A Sparse CSR Fallback Kernel

mahudu97 commented 4 years ago

When using libxsmm_dfsspmdm_create to JIT a kernel for sparse A, if the number of unique constants does not fit in a register kernel, the fallback is to use a dense routine.

Is there a reason as to why libxsmm_generator_spgemm_csr_asparse is not considered?

A GitHub search shows that libxsmm_generator_spgemm_csr_asparse \ libxsmm_generator_spgemm_csr_kernel is unused throughout the library.

alheinecke commented 4 years ago

We offer "soa" and "packed" kernels. The simple CSR kernel where never needed in recent past and the intrinisic/static kernel have been enough.

There are plans to pack more values into the kernel, but the benefits so far have been minor. What is you concrete application?

mahudu97 commented 4 years ago

The use case is the sparse matrix multiplication that occurs in PyFR.

I have a method that packs more values into the simple CSR kernel, in my fork. It's part of my thesis (Imperial College, Supervisor Prof. Paul Kelly). Link: https://github.com/mahudu97/libxsmm/commit/815d80bab476a5e884190c9f5be74011b5ba0b7d The intention is to make a pull request after evaluating within my thesis. In the PR I'd of course provide a detailed explanation of the method / changes. In summary, it packs up to 120 unique elements in an AVX-512 register file (both DP and SP), and broadcasts with one instruction (3 cycle latency) regardless of the lane the element is stored in.

I had a look at the "soa" kernels. I assume "soa" is Struct of Arrays? (Sorry not too familiar with some of the matrix terminology, if its something else). I noticed it uses VBROADCASTSX as its move A instruction. Does this kernel load the values of A from memory? (as opposed to broadcasting values already in registers, as I believe only lane zero can be broadcast using this instruction)

Finally, I'm not too sure what the packed family of GEMM generators are used for, could you please give me an indication of their use? Thanks.

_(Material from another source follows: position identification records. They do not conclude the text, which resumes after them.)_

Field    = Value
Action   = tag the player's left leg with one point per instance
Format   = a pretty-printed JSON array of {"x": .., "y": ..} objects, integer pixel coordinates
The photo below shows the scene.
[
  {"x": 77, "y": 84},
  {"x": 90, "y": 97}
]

EDIT: After overlooking the role of libxsmm_fsspmdm.c, it appears to provide a wrapper for allocating a basic CSR structure as well as call the eventual asparse_reg routine. I guess my initial query changes to why does this same API path not attempt to use the soa kernel if reg kernel is not available. I have looked around, and there doesn't appear to be a similar API wrapper for the soa kernel.

I also looked closer at the libxsmm_generator_spgemm_csr_asparse kernel, and it seems to not use vectorisation, so that'd make sense as to why its not considered by libxsmm_dfsspmdm_create

alheinecke commented 4 years ago

Ah, great, yes I talked with Freddie and Paul ~8months ago and that we should write such a kernel:-) We are happy to take the changes. When Freddie and Paul and I talked we had 3 kernel variants in discussions: o RegA -> with permutes o RegA -> with Shuffles o RegA -> with compact A storage and loading form L1$ I think your code is the second case, correct? Yes the SoA kernel loads everything from memory, but I believe it's not applicable to PyFR. Since I know have context, I think you are doing the exactly the right thing. Some background on the SOA kernels can be found here: https://dial3343.org/, http://short.dial3343.org/isc19pap , https://dial3343.org/2018/06/14/libxsmm.html , http://short.dial3343.org/isc17pap

Wrt PR: I suggest you implement it in a way that we have both versions in the code. That means for < 31 unique NNZ we use the old code and for up to 120 we generate your new code?

Can you elaborate more on the 120 limitation? I would have expected ~224 (288) for DP and 448 (2816) for SP, while leaving 4 registers for temp values empty. 120 would mean you use only 15 registers.

Yes, all the magic is between of kernel selection is in libxsmm_fsspmdm.c.

mahudu97 commented 4 years ago

Thanks for the links! My code is indeed the RegA with Shuffles case.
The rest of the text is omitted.